It’s the ninth year of the Lindsay J. Cropper Memorial Writers Series at the University of San Diego, but when a noted published literary writer or poet comes to campus to showcase their work, English Assistant Professor Halina Duraj wants it to be an opportunity for discovery.
“We always want our speaker to interact well with the students, be engaging with the audience and be a high-quality writer,” Duraj stated, “but I like to show them that poetry can come from a wide range of places. I think Kevin’s going to expand our students’ minds, showing them that poetry can come from elements of blues, from jazz, it can be personal or political.”
Duraj is talking about Kevin Young, the Atticus Haygood Professor of Creative Writing and English and curator of literary collections and the Raymond Danowski Poetry Library at Emory (Ga.) University. Young (pictured) is the featured guest for the Nov. 2 event, starting at 7 p.m. in USD’s Manchester Executive Conference Center Auditorium. The event is free to attend, open to the public and will be followed by a dessert reception and book signing in the auditorium foyer.
Prior to Friday night’s appearance, Young will also speak with students in USD Lecturer/Poet Adam O. Davis’ English 391 Intermediate Poetry workshop course.
The 42-year-old Young’s body of work impressively delves deep into African American music, particularly the blues, to communicate the history of Black America.
His poetry books include Ardency: A Chronicle of the Amistad Rebels, Dear Darkness and For the Confederate Dead. Other works are Black Maria: Poems Produced and Directed by Kevin Young; To Repel Ghosts: Five Sides in B Minor, Jelly Roll: A Blues and The Art of Losing: Poems of Grief and Healing. His poetry and essays have appeared in The New Yorker, New York Times Book Review, Paris Review, Kenyon Review and Callaloo. Among his awards are the 1993 National Poetry Series winner, the John C. Zacharis First Book Award for Ploughshares and the Graywolf Press Nonfiction Prize winner for 2012’s The Grey Album. Young has also held three fellowships: the Stegner Fellowship in Poetry at Stanford University; the Guggenheim Foundation Fellowship and the MacDowell Colony Fellowship.
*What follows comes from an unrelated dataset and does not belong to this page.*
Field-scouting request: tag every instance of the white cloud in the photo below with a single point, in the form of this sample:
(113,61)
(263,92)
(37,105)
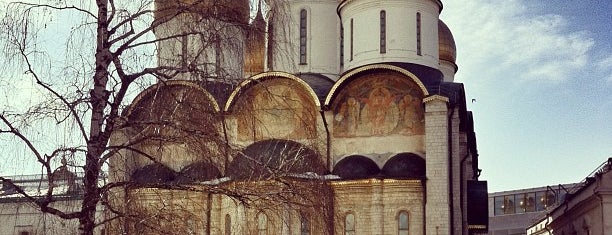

Young’s resume is long on experience and recognition, yet when he stands at podium on Friday to share selections of his prose aloud, Duraj hopes students can also envision themselves in this spot.
“I want them to say to themselves, ‘I can do this. He’s just a human being, this is normal and this is something he does,’” she said. “But I also want students to have an admiration for how much actual work goes into what these writers do, how they craft it. They have to sit down and, through their hard work, just do it.”
Young’s appearance is the final Cropper series event for the Fall 2012 semester. The series returns March 15 for its spring event with two featured speakers, also at 7 p.m. in the Manchester auditorium. Fiction writer Lynn Freed, author of six novels, a collection of short stories and essays, will appear along with veteran San Diego-based poet Ben Doller. Duraj said the spring event speakers have also agreed to be judges for a USD student creative writing contest that’s open to all students who’ve taken at least one creative writing course.
Duraj said that student interest in USD’s creative writing program is on the rise. The Cropper Writers Series is one outlet, along with English Department courses that emphasize creative writing, and, in May and October of this year, student writers have given short presentations of their own original work.
“It seems like every day a student comes into to my office to ask about the creative writing program,” Duraj said. “The students abuzz with excitement. There’s definitely a hunger for it here.”